THANK YOU FOR ALL YOUR RECIPI'S
I actually make ours by gutting the bread. Something i learned a long time ago. Great video.
This sandwich is an AMAZING and BEAUTIFUL meal ! Thank you so much, Steve !
I've been following out the bread and stuffing since I was 10. My family use to crack jokes about me eating food weird. I had to explain the importantce of my good not falling out of the bread.
It's also nice to layer things inside for a sandwich too.
BROTHER! Stop making so much amazing food, I can barely decide which of your recipes to replicate at home!
Frying meatballs is definitely the way to go. My mom always fried them in a cast iron pan and I was never able to enjoy baked meatballs because the pan fried give them such a wonderful external texture
video had my mouth watering. i'm gonna try it your way this weekend.
In São Paulo we have something kind of similar, it's called buraco quente (warm hole) and it's basically minced meat in sauce put inside a fresh roll so as to not drip. You can put cheese and stuff, but the basic version is just this non-drippy meaty basic sandwich.
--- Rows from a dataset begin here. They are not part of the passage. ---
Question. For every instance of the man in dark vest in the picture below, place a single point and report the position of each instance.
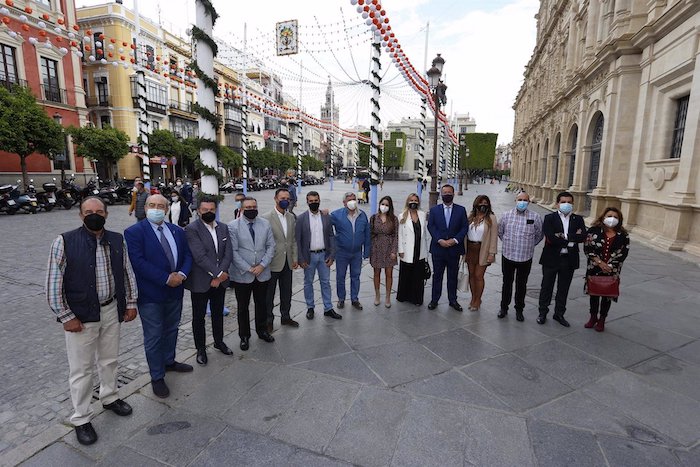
(91, 287)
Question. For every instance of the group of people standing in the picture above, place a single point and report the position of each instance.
(98, 279)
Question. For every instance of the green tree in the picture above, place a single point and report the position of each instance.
(106, 145)
(25, 128)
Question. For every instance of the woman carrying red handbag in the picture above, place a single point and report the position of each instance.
(606, 247)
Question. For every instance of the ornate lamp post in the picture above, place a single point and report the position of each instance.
(439, 98)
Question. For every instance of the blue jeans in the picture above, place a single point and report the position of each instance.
(317, 262)
(341, 268)
(160, 322)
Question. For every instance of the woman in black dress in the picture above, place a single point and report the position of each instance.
(413, 251)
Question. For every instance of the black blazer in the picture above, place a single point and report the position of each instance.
(554, 240)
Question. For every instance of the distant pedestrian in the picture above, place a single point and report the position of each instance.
(607, 247)
(92, 288)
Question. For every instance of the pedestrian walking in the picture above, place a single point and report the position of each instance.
(413, 252)
(161, 260)
(284, 260)
(563, 231)
(384, 235)
(91, 288)
(352, 243)
(606, 247)
(447, 224)
(316, 251)
(211, 251)
(481, 246)
(520, 230)
(253, 246)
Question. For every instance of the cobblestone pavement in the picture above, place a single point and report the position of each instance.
(400, 386)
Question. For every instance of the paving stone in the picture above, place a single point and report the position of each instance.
(515, 382)
(402, 362)
(368, 433)
(566, 363)
(313, 419)
(459, 347)
(671, 414)
(175, 438)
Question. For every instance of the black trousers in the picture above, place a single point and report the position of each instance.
(259, 291)
(562, 273)
(284, 278)
(518, 271)
(215, 297)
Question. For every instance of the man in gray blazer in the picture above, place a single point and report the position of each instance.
(284, 260)
(211, 254)
(316, 249)
(253, 248)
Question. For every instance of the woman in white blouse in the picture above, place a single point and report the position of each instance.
(413, 252)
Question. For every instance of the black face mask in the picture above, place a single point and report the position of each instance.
(94, 222)
(209, 217)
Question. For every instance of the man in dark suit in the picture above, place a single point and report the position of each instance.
(447, 224)
(161, 260)
(563, 231)
(211, 255)
(316, 251)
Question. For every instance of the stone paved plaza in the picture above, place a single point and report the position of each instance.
(399, 386)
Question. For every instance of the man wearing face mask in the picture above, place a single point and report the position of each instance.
(352, 243)
(563, 231)
(211, 256)
(283, 226)
(91, 288)
(253, 247)
(161, 260)
(519, 229)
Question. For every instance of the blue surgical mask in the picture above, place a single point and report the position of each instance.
(155, 215)
(522, 205)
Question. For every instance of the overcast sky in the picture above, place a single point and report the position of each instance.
(485, 43)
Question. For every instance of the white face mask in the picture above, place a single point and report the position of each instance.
(611, 221)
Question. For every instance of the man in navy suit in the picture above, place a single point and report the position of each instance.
(447, 224)
(161, 261)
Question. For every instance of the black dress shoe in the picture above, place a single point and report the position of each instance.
(160, 389)
(332, 314)
(223, 348)
(560, 319)
(86, 434)
(119, 407)
(266, 337)
(179, 367)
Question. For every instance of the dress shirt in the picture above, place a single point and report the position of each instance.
(316, 227)
(518, 237)
(103, 275)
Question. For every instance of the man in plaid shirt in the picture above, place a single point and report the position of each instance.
(519, 230)
(91, 288)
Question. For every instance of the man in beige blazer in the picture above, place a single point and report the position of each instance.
(283, 226)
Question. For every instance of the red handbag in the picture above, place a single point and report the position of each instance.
(604, 286)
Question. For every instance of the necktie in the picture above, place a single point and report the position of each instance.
(166, 248)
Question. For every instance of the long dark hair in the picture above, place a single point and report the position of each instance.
(618, 228)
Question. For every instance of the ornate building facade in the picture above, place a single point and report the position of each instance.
(610, 110)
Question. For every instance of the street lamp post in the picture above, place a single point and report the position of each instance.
(439, 89)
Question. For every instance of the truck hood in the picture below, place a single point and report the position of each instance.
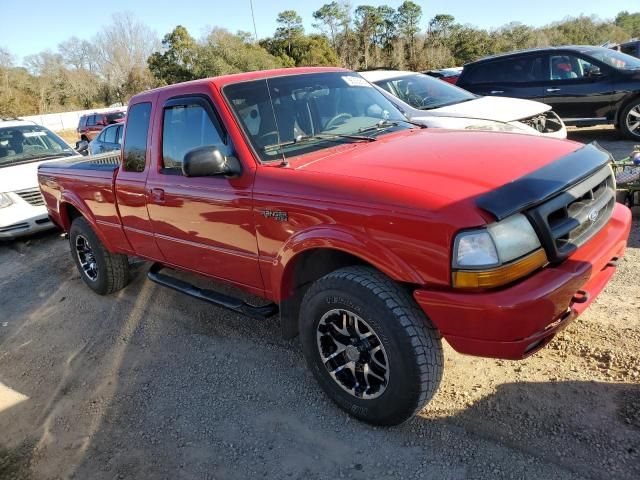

When I am feeling garlic lazy, I go to my freezer. I always keep a pkg of Trader Joe's crushed real garlic. Unlike some other similar products, it is real garlic that tastes like real garlic. Even when I've cut, sliced and diced garlic, I often add a cube or two for more flavor, as some of the fresh has been super bland lately. Last week I both wanted a real meal, but didn't want to spend more than 2 minutes in the kitchen. I had some frozen shrimp. I melted butter, threw in a bunch of cubes, tossed in freeze dried parsley and that was a fine dinner in minutes! Sure nothing beats a lovingly long prepared meal, but you can go FAR lazier than this lolol PS also in said freezer are a pkg of TJ's Grilled Italian meatballs. I would never imply they would come close to these delish homemade ones, but for super lazy nights, they are a great option to have
When I cut french bread or bolillo or w/e for any sandwich including a meatball sub, I'll tear bread off the top and bottom halves and snack on that instead of using them as breadcrumbs. Fits more in the sandwich and arguably stops the meat from slipping out as easily. I'm so down to try this one handed method though.
Born & Raised in New Orleans, LA... Po-Boy central
My Mother loved a sloppy roast beef and that started me on the path of hollowing out french bread, as a child.
I would use hot dog buns too, in the same way Subway did back when they didn't cut the bread all the way through.
There’s a local family owned restaurant that makes a drip less meatball sub. It’s made similar to this. One of my favorites.
This is perfect! My meatballs won’t fall out and the bread to ball ratio is perfect. Liked immediately, already subscribed.
Totally cool. Thanks Steve. It's very few people who get a good mix on their meat. I'm curious if you cook a tester ball to check for seasoning? I was going to serve my Italian Meatball Parm subs wrapped in paper to set the ingredients from falling out... but I will admit that it causes moisture that can ruin a good crust. No sugar huh? BTW, I use a food mill too, and most people leave the seeds in their sauce and I find that lazy and insulting.
Back in the 60s at Disneyland, they had a snack called the ‘Handwhich’ and it was basically this, a cone shaped bread roll with your choice of filling such a meatball, tuna salad, and others. It was made to be eaten with one hand.
It was also very very weird. Because it looked like a meat ice cream cone
That's the way I remember meatball subs were made they weren't made slit on the side to bread but the inside of bread was taken out meatball put in sauce in another meatball more sauce and other meatball and then you would stuff the bread back in that's how they were made back in the seventies and that's how my mom used to make them.
This is a game-changer for me! This method will be the only way I make meatball 'subs' at home for now on.